The batteries started firing at 9 AM, which failed to breach the church walls, so by 11 AM, Price ordered a storming of the church. Capt. Burgwin and Capt. McMillin charged the western flank of the church, while Capt. Agney, Lt. Boon, and Capt. Barber the northern wall. The roof of the church was set fire, but Capt. Burgwin was mortally wounded while moving through the corral at the front of the church. A hole was cut in the western wall which permitted shells to be thrown in by hand, while the 6-pounder was placed so it could fire grape into the town. By 3 PM, the 6-pounder was placed sixty yards from the church and widened the hole after ten rounds, after which it was placed ten yards away and fired three rounds of grape into the church. This allowed Lt. Dyer, Lt. Wilson and Taylor to take possession of the church, followed by the rebels abandoning the western part of the town.
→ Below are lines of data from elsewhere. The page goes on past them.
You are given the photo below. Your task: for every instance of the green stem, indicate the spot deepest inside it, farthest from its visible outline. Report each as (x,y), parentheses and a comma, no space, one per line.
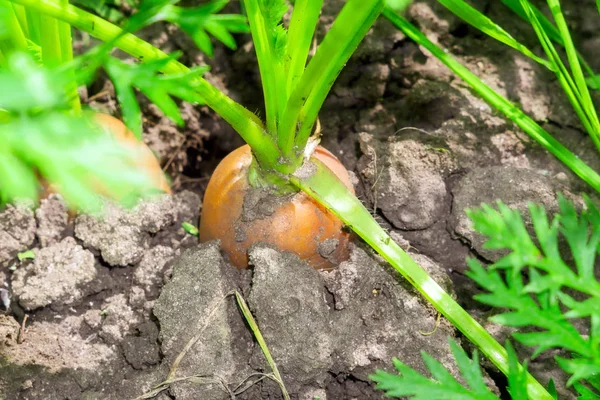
(33,22)
(243,121)
(16,39)
(581,85)
(528,125)
(320,183)
(349,28)
(22,18)
(563,75)
(266,62)
(50,41)
(66,50)
(300,33)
Those trying to escape into the mountains were pursued by Capt. Slack and Capt. St. Vrain, killing many before night fell. The rebels surrendered the next day, giving up one of the insurrection leaders, Tomas Romero, a Pueblo Indian.

==Aftermath==
Two of the accused rebellion leaders, Pablo Montoya and Tomás Romero, were captured in the fighting. Romero was shot by Private Fitzgerald in the guard room at Don Fernando before being brought to trial. Montoya was convicted of treason and hanged at Don Fernando on 7 Feb. Later trials resulted in 14 additional public hangings.

Later skirmishes occurred at the Red River Canyon Affair, the Las Vegas Affair and the Taos Affair.